Stay On Track: Isn't it Iconic...
On Friday, ESPN.com published this Associated Press item about the ICONIC panel:
"The group has met several times already and has come up with some ideas for what the future of IndyCar will look like."
Wouldn't you love to be a fly on THAT wall. When looking back on all of the public information and firsthand quotes, there is a pattern to this process that might not be hard to guess. Here goes:
Engine spec: There was some question as to whether this panel was responsible for the selection of the next IndyCar engine specification, and who might still be considered as a supplier. On Monday, Gordon Kirby published this quote from Erik Berkman of Honda Performance Development (HPD):
"We've told the League that June 1st is a hard date for us as an engineering company to get to our objectives for 2012. It should have been April 1st. But we respect and appreciate that Randy [Bernard] needs these two months to be able to do his process."
Honda's stated preference for the next race engine is a turbocharged V6. Design work is underway, and is frozen pending a decision from IICS. Berkman adds: "We don't have a GRE [Global Racing Engine] design. We have not put one ounce of engineering effort into designing a GRE."
The GRE is a proposed turbocharged four cylinder, similar to the engine that Delta Wing has selected for their prototype. No other alternative turbocharged V6 manufacturers or suppliers have been publicly identified.
It would appear as though this decision is not a difficult one for the ICONIC panel. The current engine supplier, and apparently the sole supplier, has spoken.
Regardless of opinions on the Delta Wing concept vehicle, that makes this chassis a very unlikely choice. A vehicle designed around a 173 lb. four cylinder engine, with a total gross weight of 1030 lbs. including driver, is not going to accept a V6 turbo without significant design alterations.
To my fly's eyes, Honda trumps Delta.
There has been discussion about why the other chassis designers have offered only renderings, and not begun their own prototype construction. Designer Andrea Toso of Dallara, speaking to "Stop and Go" on Feb. 3, 2010:
"As I wrote above, IRL and IMS must define the concept of the vehicle which includes the architecture and engine capacity, which may be single or multiple vendors..."
Monocoque (tub) design? Fuel cell size required, based on the consumption rate of the engine selected. Rear tub bulkhead and engine bay layout dependant upon the choice of stressed-engine (Honda V6) design or other engine architecture. Sidepod configuration must enable the radiator and oil cooler required for the selected engine...so a designer can't get too far without knowing what engine to draw the car around, can he? General configuration, yes. Construction blueprints, no.
If Honda is the choice, and the engine design has not been completed, the selected chassis designer still has some time to kill. Even if the engine spec is announced on June 1, 2010.
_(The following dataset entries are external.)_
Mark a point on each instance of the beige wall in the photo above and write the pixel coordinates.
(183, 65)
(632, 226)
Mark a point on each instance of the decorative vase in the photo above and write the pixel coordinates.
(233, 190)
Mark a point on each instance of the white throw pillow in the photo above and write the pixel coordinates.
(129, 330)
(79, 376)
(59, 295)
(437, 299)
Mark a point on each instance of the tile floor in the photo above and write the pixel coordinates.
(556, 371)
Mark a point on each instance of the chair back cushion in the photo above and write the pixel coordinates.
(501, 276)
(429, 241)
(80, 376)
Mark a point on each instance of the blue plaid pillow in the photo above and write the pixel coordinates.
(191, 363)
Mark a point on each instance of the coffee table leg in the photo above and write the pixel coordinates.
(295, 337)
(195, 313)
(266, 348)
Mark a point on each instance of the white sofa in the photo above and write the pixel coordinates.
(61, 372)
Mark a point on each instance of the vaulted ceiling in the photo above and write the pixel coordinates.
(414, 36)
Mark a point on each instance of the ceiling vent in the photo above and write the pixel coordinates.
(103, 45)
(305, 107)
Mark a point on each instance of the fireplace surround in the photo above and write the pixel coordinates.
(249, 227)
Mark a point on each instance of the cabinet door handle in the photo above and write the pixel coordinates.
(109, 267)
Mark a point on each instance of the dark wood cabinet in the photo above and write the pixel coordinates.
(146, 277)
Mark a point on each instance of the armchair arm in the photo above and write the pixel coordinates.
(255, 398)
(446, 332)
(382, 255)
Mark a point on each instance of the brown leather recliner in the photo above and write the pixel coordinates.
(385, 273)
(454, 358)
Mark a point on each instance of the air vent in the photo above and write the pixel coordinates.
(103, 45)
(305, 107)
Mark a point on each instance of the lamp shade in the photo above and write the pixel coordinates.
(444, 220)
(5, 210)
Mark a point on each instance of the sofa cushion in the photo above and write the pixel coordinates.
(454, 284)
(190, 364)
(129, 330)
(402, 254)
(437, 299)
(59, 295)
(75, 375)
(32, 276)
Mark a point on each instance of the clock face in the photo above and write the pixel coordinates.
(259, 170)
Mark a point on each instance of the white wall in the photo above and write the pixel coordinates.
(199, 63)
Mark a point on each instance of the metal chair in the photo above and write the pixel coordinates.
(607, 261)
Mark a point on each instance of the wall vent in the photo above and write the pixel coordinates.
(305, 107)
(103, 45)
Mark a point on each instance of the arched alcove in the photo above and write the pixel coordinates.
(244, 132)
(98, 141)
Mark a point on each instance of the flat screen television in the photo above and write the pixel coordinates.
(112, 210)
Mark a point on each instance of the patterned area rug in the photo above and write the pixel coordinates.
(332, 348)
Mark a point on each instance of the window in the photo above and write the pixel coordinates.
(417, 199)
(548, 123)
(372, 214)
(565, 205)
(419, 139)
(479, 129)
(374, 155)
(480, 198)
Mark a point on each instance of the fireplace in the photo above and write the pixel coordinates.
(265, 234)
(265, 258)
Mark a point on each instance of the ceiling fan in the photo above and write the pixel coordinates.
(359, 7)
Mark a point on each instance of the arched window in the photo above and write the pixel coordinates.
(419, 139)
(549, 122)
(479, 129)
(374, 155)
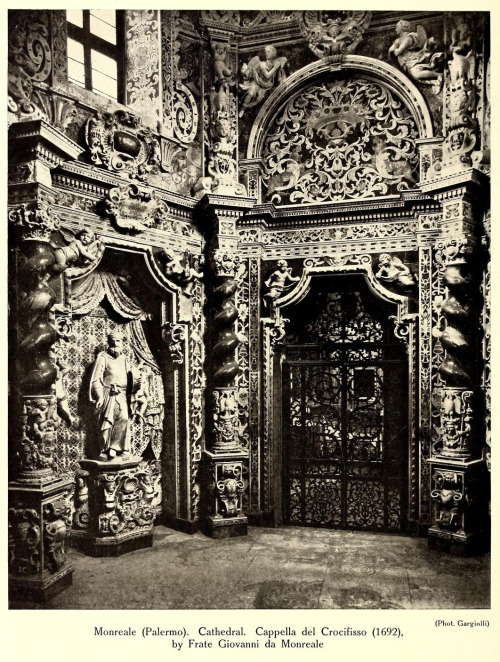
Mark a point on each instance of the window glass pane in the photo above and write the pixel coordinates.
(104, 85)
(76, 72)
(102, 28)
(104, 64)
(75, 51)
(75, 16)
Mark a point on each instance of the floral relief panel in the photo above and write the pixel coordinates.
(340, 139)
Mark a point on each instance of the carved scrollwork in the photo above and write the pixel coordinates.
(119, 143)
(448, 498)
(175, 336)
(339, 140)
(57, 524)
(30, 59)
(24, 541)
(134, 208)
(334, 33)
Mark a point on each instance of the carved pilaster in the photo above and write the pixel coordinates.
(114, 512)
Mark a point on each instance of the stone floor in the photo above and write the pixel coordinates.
(285, 568)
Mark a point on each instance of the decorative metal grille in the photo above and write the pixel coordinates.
(345, 421)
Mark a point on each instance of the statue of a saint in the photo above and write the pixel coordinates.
(111, 388)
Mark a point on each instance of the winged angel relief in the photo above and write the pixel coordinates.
(418, 55)
(338, 140)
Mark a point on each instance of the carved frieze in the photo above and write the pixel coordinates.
(119, 143)
(334, 33)
(134, 208)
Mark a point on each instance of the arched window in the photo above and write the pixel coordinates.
(95, 39)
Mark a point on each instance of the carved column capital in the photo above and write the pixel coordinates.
(34, 220)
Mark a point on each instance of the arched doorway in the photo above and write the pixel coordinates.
(344, 410)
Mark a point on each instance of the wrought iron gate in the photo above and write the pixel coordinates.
(345, 421)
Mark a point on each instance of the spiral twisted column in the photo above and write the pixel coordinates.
(226, 460)
(459, 478)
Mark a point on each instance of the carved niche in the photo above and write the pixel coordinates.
(340, 139)
(120, 143)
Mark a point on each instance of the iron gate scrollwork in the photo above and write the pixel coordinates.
(345, 396)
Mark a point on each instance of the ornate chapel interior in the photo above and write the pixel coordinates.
(249, 278)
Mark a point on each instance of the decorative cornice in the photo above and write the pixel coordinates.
(39, 137)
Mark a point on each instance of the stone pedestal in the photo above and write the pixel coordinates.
(39, 522)
(113, 512)
(459, 504)
(225, 489)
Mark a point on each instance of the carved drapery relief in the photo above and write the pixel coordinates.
(30, 59)
(418, 55)
(143, 58)
(119, 143)
(341, 139)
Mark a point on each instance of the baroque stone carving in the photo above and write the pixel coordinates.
(181, 268)
(119, 143)
(24, 541)
(456, 312)
(125, 502)
(81, 252)
(259, 78)
(460, 101)
(339, 140)
(418, 55)
(334, 33)
(392, 270)
(175, 335)
(143, 91)
(270, 16)
(30, 58)
(226, 420)
(35, 450)
(456, 417)
(34, 220)
(57, 524)
(111, 387)
(448, 497)
(279, 281)
(134, 208)
(230, 488)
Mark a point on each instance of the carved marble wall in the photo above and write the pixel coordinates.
(370, 134)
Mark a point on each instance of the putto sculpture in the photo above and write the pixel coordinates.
(260, 76)
(418, 55)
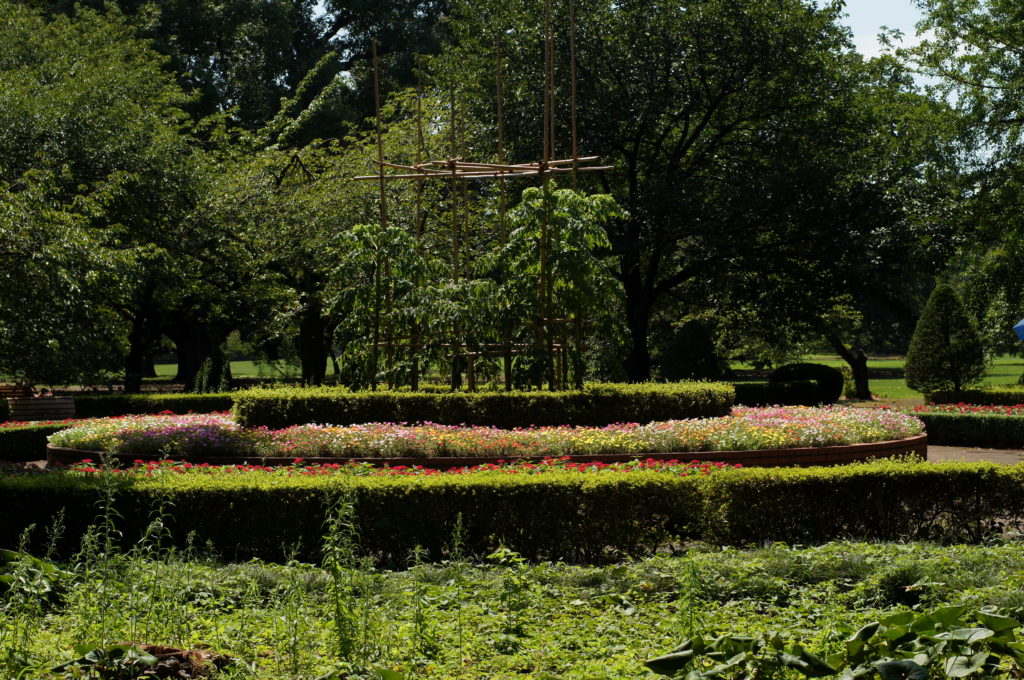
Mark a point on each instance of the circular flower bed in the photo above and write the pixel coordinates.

One other decision that looks clear-cut through my fly's eyes:
Wheel protection: From Racecar Engineering Magazine, August 12, 2009. Indy Racing League's senior technical director, Les MacTaggart:
'We are looking at bringing the bodywork out so it is flush with the wheels," explains MacTaggart, "but the problem with this is that it reduces drag dramatically as 60 per cent of it is created by the wheels. However, if we narrow the track and narrow the bodywork, the aesthetics of the car will remain the same....The clever part - and we are working on some ideas - will be how to prevent front-to-rear wheel contact."
Many fans have looked at the prospective chassis designs and raised the "open wheel" argument: that the next IndyCar must maintain tradition and remain absent of wheel fairings and enclosures that are present on many of the contructors' renderings.
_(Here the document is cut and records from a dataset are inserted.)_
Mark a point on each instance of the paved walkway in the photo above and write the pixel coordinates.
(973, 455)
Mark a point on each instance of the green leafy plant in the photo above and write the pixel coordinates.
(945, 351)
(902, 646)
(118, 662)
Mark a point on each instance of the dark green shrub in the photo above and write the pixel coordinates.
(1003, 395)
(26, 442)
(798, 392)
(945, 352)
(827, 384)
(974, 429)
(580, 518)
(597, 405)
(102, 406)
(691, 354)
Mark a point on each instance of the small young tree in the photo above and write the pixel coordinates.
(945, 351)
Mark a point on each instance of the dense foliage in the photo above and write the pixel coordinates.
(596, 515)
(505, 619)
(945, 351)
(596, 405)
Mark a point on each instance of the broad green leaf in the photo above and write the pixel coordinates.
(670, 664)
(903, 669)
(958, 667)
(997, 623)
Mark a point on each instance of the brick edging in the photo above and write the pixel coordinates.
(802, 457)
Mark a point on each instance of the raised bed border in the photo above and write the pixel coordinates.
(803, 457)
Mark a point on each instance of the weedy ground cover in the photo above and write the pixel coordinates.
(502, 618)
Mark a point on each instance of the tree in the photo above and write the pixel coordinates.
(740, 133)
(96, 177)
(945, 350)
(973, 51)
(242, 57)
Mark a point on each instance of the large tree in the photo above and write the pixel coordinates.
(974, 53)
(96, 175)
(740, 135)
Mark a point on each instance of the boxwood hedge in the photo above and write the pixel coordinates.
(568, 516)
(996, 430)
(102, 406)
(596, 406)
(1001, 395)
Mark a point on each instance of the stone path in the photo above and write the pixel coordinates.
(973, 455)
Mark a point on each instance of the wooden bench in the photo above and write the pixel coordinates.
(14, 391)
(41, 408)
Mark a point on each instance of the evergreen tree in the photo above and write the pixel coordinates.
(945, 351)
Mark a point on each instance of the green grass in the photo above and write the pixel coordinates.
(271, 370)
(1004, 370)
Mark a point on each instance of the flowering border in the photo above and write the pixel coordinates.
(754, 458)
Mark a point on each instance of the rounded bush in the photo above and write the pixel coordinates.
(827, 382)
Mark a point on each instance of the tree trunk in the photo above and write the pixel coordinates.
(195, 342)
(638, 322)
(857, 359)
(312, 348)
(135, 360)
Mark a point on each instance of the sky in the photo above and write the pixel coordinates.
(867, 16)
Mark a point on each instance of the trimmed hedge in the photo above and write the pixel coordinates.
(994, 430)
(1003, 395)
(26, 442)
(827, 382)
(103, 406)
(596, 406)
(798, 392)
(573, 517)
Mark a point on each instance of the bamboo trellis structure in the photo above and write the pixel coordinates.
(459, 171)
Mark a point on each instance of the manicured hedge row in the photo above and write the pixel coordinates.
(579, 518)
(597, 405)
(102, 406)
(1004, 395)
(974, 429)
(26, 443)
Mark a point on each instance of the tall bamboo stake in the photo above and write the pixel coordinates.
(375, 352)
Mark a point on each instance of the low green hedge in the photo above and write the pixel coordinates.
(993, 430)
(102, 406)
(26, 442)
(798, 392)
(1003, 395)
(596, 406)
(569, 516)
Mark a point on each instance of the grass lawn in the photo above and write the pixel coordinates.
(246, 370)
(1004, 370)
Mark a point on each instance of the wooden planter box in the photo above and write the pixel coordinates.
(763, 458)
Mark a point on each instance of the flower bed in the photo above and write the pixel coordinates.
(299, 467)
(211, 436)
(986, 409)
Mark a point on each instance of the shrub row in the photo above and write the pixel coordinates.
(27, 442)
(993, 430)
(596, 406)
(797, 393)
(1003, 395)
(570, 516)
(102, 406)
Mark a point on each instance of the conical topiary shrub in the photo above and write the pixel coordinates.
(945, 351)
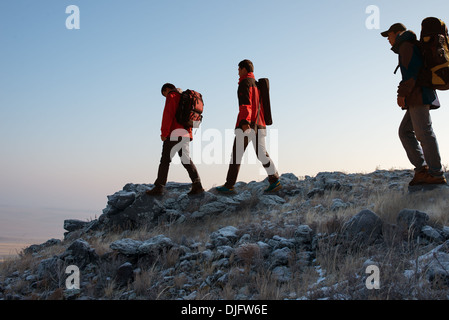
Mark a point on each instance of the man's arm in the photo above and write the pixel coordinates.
(412, 64)
(168, 117)
(244, 117)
To me, this one is a no-brainer. The IICS knows that the single most important safety factor yet to be addressed is the prevention of wheel contact. You only need to look back as far as the season opener in Brazil, where Mario Moraes' car climbs up over Marco Andretti's left rear tire. Near disaster, and at relatively low speeds.
Do you want to see a "New Track Record" at the Indianapolis Motor Speedway within the next 5-10 years? If incidents of wheel contact can be significantly reduced...and airborne racecars become an "unintended consequence" of the past...perhaps the measures enacted to limit top speed can be relaxed. The safety feature of front and rear wheel protection must be added to IndyCars, and now is the time to regulate it.
So the drawings are laid out on the ICONIC table. Each designer's rep is standing before the panel. And the fly hears:
"Right then. The new car gets a stressed-engine V6 turbo. The new car will have front and rear wheel fairing that will withstand significant impact. If your design cannot accommodate those first two criteria, take it off the table."
You gotta start somewhere. That's what I'd expect to have seen so far.